Talk Title: The hormonal control of osmoregulation in fish and implications for understanding the impacts of salinization.
Brief summary: I will present information on how changes in environmental salinity are detected, transformed into signals (especially hormonal signals) and producing a physiological response that allows for ion and water homeostasis and fitness in a new environment. I will provide examples of differing strategies of preparation for and response to salinity in anadromous and estuarine species, and how these might influence who will ‘win’ and ‘lose’ under increased salinization.
RIDDLE, Diane
Bio: Diane Riddle is the Chief of the Bay-Delta, Hearings, and Special Projects Branch with the State Water Resources Control Board’s Division of Water Rights. Amongst other responsibilities, she oversees the development and implementation of water quality and water right regulatory requirements to protect agricultural, municipal, and fish and wildlife beneficial uses of water in the Bay-Delta watershed. Those regulatory requirements include regulations of flows into and out of the Bay-Delta for salinity control included in the Bay-Delta Water Quality Control Plan. Ms. Riddle is currently overseeing major updates to the Delta inflow and outflow requirements included in the Bay-Delta Water Quality Control Plan that were last updated in 1995.
Talk Title: Regulatory requirements governing salinity and water diversions in the Bay-Delta
SOMMER, Ted
Bio: Ted Sommer received his Ph.D. from University of California at Davis, where he studied under noted fisheries biologist Dr. Peter Moyle. Dr. Sommer is the Lead Scientist for the California Department of Water Resources, where he helps guide the department's aquatic science efforts, particularly for the San Francisco estuary and its tributaries. He is a leading researcher on native fishes, with studies on salmon biology, pelagic fishes, floodplain ecology, food webs, and hydrology. Since 2001 Dr. Sommer has published more than 50 research articles in peer-reviewed scientific publications.
Talk Title: Feeling Salty: Role of Salinity in Ecosystem and Water Supply Management in the San Francisco Estuary
VELOTTA, Jonathan
Bio: Jonathan Velotta is an evolutionary biologist interested in the mechanisms of adaptation to extreme environments.
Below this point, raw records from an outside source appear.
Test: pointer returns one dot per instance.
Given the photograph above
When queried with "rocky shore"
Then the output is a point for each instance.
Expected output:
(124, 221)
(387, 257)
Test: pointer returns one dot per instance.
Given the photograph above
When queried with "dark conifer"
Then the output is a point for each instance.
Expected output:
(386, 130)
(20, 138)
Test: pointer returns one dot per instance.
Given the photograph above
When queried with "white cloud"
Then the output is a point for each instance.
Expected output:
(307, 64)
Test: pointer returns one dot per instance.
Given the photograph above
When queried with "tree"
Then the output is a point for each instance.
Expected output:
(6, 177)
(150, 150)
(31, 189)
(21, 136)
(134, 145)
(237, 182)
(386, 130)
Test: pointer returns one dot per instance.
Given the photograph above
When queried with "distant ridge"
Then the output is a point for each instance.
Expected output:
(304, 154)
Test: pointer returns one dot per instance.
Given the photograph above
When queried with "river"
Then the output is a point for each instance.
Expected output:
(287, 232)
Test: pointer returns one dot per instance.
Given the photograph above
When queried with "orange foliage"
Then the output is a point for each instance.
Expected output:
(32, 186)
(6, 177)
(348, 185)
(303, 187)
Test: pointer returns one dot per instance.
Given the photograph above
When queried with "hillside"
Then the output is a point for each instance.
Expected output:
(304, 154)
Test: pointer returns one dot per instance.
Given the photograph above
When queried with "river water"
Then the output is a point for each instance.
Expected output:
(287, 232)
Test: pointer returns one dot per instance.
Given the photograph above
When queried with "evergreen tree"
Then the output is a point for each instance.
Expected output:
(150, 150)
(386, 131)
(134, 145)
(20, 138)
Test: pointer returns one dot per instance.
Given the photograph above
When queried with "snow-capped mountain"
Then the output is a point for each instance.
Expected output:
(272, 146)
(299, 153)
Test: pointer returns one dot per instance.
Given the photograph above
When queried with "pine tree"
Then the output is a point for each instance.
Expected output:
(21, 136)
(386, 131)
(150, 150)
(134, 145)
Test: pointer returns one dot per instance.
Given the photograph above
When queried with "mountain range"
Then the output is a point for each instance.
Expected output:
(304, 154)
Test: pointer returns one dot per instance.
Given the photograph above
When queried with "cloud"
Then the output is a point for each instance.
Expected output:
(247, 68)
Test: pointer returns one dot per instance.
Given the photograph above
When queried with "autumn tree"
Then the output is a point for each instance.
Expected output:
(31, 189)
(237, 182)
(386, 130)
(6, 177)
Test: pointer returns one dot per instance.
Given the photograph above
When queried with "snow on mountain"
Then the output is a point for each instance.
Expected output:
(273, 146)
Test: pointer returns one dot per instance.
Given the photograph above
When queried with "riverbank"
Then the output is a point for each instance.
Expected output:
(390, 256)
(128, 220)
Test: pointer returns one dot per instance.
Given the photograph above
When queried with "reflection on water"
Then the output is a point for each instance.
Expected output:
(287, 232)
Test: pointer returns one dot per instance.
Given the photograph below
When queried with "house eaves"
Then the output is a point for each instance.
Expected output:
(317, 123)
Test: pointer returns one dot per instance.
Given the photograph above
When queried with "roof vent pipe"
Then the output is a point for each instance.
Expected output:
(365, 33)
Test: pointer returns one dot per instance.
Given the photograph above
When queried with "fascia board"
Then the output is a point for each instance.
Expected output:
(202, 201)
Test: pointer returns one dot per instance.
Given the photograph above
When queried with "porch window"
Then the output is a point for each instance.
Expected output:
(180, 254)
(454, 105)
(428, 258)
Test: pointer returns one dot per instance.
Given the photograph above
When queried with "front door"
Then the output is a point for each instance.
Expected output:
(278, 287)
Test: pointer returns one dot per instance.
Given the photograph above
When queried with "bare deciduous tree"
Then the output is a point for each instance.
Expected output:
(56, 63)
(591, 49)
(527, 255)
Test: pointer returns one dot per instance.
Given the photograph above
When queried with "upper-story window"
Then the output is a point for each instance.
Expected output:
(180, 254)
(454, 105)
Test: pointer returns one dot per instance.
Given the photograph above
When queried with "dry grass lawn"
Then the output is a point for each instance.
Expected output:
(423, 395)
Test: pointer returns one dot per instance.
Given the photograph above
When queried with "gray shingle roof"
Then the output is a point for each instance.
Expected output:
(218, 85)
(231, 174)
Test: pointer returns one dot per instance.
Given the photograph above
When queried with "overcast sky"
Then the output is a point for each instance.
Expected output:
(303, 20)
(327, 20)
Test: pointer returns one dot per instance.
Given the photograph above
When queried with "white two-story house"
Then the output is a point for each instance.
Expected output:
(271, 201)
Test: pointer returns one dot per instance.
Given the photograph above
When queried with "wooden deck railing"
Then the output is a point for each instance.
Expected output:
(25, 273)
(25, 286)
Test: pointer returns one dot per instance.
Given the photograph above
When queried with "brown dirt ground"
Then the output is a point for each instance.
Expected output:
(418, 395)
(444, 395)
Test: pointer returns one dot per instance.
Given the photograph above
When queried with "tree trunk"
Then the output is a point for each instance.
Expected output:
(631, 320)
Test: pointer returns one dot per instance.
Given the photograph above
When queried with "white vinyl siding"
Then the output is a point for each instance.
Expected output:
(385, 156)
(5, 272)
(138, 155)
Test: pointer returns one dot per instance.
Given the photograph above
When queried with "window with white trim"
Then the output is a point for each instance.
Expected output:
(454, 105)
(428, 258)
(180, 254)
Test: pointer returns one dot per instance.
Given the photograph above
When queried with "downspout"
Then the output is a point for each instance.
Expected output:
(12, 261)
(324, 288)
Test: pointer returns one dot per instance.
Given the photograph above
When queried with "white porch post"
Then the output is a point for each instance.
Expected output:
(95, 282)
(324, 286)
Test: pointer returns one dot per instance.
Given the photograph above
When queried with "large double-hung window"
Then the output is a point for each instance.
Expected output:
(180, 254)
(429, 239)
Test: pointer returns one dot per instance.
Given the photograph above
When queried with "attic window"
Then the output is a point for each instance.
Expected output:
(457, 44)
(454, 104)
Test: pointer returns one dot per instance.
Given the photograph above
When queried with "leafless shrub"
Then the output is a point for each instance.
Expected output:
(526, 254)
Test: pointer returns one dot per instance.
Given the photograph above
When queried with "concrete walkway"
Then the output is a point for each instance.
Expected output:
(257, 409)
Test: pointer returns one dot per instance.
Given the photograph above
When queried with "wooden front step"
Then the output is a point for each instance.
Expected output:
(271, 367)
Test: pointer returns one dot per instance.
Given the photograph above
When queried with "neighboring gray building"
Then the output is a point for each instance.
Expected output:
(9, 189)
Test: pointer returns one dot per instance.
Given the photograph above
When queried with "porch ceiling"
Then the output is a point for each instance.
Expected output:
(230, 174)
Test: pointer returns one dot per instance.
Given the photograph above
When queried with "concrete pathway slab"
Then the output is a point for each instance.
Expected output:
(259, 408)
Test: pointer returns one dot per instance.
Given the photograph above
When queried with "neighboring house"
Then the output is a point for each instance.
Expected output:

By merging physiology with functional genomics and population genetics, Jon aims to gain an integrative understanding of adaptation from two unique model systems: mice that live at extreme elevations, and fish that have invaded freshwater from the sea. Jon is currently a National Institutes of Health postdoctoral fellow studying under the advisement of Zac Cheviron at the University of Montana, where he resides, and Graham Scott at McMaster University in Canada.
Talk Title: Evolutionary trade-offs between freshwater and saltwater tolerance: lessons from herring
WHITEHEAD, Andrew
Bio: Research in the Whitehead lab uses genomics tools to understand how organisms integrate cues from, respond to, and are shaped by the external environment. We examine genomic responses to stress that occur over physiological and evolutionary timescales. Many complementary approaches are integrated into our program, including genome expression profiling, population genetics/genomics and phylogenetics, and physiology, to study how individuals and species respond to and adapt to environmental stress. Stressors of interest include those that are natural (temperature, salinity) or of human origin (pollutants, climate change). We integrate basic and applied science to diagnose and solve environmental problems.
Talk Title: Can evolution keep pace with salinity change within estuaries?